Özetle şunu söyleyebiliriz;

Aldatmanın artmasıyla beraber ortaya çıkan en önemli şey güvensizliktir. Bana gelen kişiler evlilikten korkuyor çünkü evlilikler aldatmayla bitiyor diyorlar. Böylelikle sosyal yapıda ciddi bir zedelenme olabiliyor.’ Diyor uzmanımız.

Bu acı deneyimin ne kadar akla yatkın açıklamasını yaparsak yapalım sonuç değişmez. Tusunami etkisi yaratır hayatımızda.

Buyurun, taktir sizin...

 

Comments Disabled (Open | Close)

Comments Disabled To "Aldatan Aldanır mı, Yoksa Gerçekten Aldatır mı?"
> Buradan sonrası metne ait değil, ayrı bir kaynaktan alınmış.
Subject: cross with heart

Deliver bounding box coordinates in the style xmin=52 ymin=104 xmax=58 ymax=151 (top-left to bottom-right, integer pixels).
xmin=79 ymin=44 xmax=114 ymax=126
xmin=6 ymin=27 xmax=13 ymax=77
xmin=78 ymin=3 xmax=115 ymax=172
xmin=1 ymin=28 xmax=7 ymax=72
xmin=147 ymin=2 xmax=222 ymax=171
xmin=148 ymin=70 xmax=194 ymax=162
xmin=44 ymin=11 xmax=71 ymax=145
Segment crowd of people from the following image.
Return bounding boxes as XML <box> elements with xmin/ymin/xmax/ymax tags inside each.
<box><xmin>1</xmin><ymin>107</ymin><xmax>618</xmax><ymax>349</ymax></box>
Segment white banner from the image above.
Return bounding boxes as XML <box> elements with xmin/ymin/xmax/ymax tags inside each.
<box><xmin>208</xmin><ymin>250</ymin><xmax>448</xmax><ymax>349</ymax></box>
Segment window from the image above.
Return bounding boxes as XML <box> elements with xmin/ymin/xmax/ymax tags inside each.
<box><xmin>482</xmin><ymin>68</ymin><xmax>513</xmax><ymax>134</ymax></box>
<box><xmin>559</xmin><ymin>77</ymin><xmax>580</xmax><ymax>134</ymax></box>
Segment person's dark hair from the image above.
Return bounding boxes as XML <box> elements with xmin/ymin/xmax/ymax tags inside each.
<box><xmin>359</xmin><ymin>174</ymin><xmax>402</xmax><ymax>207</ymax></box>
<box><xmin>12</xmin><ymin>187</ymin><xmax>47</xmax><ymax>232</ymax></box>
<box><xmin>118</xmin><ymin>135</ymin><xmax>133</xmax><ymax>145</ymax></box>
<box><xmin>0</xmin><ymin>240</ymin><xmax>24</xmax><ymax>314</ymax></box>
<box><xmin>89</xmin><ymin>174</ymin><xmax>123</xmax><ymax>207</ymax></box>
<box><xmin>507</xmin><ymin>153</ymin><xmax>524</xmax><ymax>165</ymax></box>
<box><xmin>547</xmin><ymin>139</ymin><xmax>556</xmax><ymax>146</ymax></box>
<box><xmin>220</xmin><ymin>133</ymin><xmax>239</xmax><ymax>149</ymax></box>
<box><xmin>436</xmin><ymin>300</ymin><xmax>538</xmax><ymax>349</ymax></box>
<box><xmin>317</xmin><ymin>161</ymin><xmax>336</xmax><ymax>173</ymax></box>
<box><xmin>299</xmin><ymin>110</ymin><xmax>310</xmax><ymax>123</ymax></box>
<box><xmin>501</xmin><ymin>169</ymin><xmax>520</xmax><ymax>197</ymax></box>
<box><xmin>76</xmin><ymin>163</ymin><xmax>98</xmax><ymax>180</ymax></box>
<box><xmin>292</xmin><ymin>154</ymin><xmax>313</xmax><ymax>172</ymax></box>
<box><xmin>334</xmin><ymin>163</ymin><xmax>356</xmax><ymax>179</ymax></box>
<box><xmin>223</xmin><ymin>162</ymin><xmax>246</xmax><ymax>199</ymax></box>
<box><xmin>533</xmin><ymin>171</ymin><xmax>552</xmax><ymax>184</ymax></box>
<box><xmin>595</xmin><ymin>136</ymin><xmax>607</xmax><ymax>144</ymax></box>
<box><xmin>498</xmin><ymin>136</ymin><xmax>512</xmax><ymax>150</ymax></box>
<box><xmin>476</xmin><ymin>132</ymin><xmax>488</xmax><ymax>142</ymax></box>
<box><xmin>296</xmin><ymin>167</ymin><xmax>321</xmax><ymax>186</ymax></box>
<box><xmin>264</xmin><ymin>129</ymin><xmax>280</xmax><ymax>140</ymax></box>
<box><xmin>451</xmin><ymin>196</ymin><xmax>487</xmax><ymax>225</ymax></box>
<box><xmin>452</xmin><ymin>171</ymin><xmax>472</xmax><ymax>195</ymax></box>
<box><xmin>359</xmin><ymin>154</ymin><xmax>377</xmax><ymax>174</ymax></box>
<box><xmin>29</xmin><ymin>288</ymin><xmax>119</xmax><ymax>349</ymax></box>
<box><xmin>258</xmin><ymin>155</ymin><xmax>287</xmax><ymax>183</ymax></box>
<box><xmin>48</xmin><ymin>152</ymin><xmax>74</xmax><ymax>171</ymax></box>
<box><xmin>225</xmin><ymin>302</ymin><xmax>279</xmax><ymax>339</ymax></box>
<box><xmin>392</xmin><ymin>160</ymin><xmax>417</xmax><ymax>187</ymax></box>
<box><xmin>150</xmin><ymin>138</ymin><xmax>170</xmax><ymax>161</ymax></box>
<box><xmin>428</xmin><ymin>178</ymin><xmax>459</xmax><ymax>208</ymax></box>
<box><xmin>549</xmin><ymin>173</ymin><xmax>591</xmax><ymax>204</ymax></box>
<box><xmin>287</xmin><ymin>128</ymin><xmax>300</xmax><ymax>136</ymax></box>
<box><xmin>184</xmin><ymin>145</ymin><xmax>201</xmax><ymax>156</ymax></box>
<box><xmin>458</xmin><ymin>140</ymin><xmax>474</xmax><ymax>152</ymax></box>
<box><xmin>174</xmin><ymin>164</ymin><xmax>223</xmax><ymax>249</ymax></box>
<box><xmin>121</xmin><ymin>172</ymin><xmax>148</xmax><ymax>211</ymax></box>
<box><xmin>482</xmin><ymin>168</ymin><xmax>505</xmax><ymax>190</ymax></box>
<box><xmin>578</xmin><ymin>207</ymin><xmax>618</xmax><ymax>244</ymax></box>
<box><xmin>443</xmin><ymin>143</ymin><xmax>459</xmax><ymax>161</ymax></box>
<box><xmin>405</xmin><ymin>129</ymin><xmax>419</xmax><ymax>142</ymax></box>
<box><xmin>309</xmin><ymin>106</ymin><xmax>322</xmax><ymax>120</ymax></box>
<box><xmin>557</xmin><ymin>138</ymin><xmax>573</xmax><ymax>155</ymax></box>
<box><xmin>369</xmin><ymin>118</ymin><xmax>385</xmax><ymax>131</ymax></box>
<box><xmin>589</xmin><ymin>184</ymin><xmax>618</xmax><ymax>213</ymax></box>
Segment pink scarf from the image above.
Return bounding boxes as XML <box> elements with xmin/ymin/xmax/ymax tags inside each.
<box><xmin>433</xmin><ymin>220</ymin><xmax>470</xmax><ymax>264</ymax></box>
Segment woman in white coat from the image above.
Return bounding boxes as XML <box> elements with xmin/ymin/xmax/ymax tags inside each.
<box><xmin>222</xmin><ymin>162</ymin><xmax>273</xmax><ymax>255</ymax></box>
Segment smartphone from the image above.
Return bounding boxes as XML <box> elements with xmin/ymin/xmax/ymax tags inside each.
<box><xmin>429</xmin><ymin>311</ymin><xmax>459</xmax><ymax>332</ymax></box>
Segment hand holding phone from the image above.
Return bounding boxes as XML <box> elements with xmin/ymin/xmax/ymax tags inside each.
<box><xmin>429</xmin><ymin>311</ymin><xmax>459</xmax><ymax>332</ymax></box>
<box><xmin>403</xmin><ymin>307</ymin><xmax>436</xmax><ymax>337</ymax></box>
#1 Comment By sevgi ateş On 04 Nisan 2011 @ 17:01

kadının aldatmasının erkekten farklı olarak kesinlikle duygusal sebeplere dayandığı konusunu düşünüyorum hep. ve kadın beynini ve duygularını bir başkasına vermişse bunu aldatma olarak nitelendiriyor,cinsel bir birliktelik olmasa bile.erkekse başka yatak arkadaşları edinmenin normal bir durum olduğuna inandırmış kendini.evde düzenli hayat ve dışarda sexten vazgeçemiyor.işte tam bu yüzden bu farklı iki cinsin birbirini anlaması imkansız bence.ancak anladığını iddia edebilir...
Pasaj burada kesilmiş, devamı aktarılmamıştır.